Marisqueira limpando sururu próximo à Lagoa Mundaú em fotografia de 2015 (Foto: Társila Santos)

Para muitos moradores do bairro do Vergel do Lago, a Lagoa Mundaú é uma mãe, da qual dependem para sobreviver, sobretudo do trabalho proveniente do sururu. Com o desaparecimento do animal, muitas famílias, para não passar fome, estão buscando fazer “bicos” na construção civil, vendendo produtos como ambulantes ou catando maçunim. Outras famílias, sem possibilidade de buscar trabalhos diferentes, estão sendo ajudadas por moradores da região para poder sobreviver.

?A poucos metros da Lagoa Mundaú, João Manoel e Ednalda Manoel dos Santos, conhecida popularmente por “Ninha”, estavam despinicando (limpando) o maçunim, molusco que prosperou condição atual das lagoas. O casal sobrevive diretamente da pesca do sururu e afirma nunca ter visto situação tão desesperadora como a que estão passando agora com a falta do sururu na lagoa.

?A marisqueira relata que desde criança trabalha com o sururu nas margens da lagoa. Agora casada, cria os filhos com o dinheiro e os esforços dela e do esposo para sobreviver e ter o que comer. 

Para Ninha, na maioria das vezes, os pescadores não sabem fazer outro trabalho a não ser pescar sururu e em uma situação como essa eles precisariam do seguro-defeso.

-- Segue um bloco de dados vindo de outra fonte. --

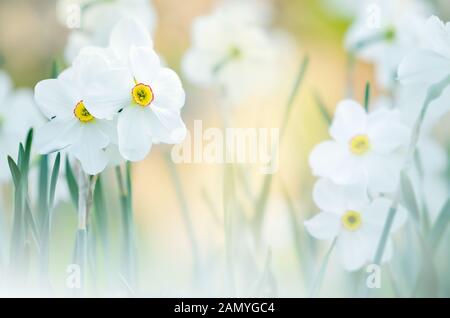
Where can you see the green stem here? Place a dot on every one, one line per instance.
(128, 251)
(186, 215)
(321, 274)
(434, 92)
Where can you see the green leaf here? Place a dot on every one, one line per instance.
(439, 227)
(21, 158)
(409, 197)
(54, 179)
(43, 189)
(323, 109)
(321, 274)
(15, 172)
(295, 89)
(101, 215)
(72, 183)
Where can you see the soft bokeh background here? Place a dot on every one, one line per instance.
(30, 39)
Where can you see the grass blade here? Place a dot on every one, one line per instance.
(72, 183)
(15, 172)
(54, 179)
(439, 227)
(409, 197)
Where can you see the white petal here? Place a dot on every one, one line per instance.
(166, 126)
(383, 172)
(110, 92)
(134, 132)
(326, 157)
(88, 65)
(386, 132)
(89, 149)
(126, 34)
(56, 135)
(169, 92)
(198, 66)
(323, 226)
(349, 120)
(332, 160)
(352, 249)
(145, 64)
(425, 67)
(55, 97)
(113, 154)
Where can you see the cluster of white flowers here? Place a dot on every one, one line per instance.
(18, 113)
(234, 50)
(118, 97)
(359, 168)
(91, 21)
(383, 32)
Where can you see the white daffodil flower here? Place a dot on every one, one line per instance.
(365, 148)
(72, 127)
(384, 32)
(231, 54)
(348, 215)
(98, 19)
(431, 63)
(18, 114)
(147, 97)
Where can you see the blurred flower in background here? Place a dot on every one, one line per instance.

?“Não temos opção, temos que trabalhar com o maçunim porque o presidente da federação diz que tenta conseguir o seguro, mas todos nós pagamos a colônia, pagamos INSS, pagamos sindicato e não temos direito”, afirma Ednalda.

?Segundo o comerciante Petrúcio Alves de Mendonça que trabalha há mais de dez anos com a venda do sururu, o molusco era comercializado para vários lugares do Brasil, mas com a crise que assola a lagoa, estão indo buscar o animal em Salvador para ajudar os marisqueiros da região e manter a peixaria aquecida com o molusco.

?“Meu filho leva catadores de sururu daqui para Salvador. Lá eles conseguem pegar um pouco pra trazer. Em época boa, aqui era mais de 10 toneladas por mês, hoje temos que sair do próprio ambiente em que moramos, arriscando a vida para trazer sururu pro estado e comercializar sem muitos lucros”, afirma Petrúcio. (sic)


Petrúcio Alves junto ao seu comércio "Rei do Marisco". Título que adquiriu em épocas de abundância de sururu. (Foto: Lucas Maia)

Comércio

Apreciado pelos alagoanos e turistas que visitam o estado, o sururu é um dos moluscos mais consumidos em Alagoas. De acordo com o Presidente da Colônia de Pescadores, Manoel Messias Pereira Lopes, os catadores conseguem em época boa 30 toneladas por mês. Além de ter sua representação na cultura, o sururu é muito bem vindo à culinária.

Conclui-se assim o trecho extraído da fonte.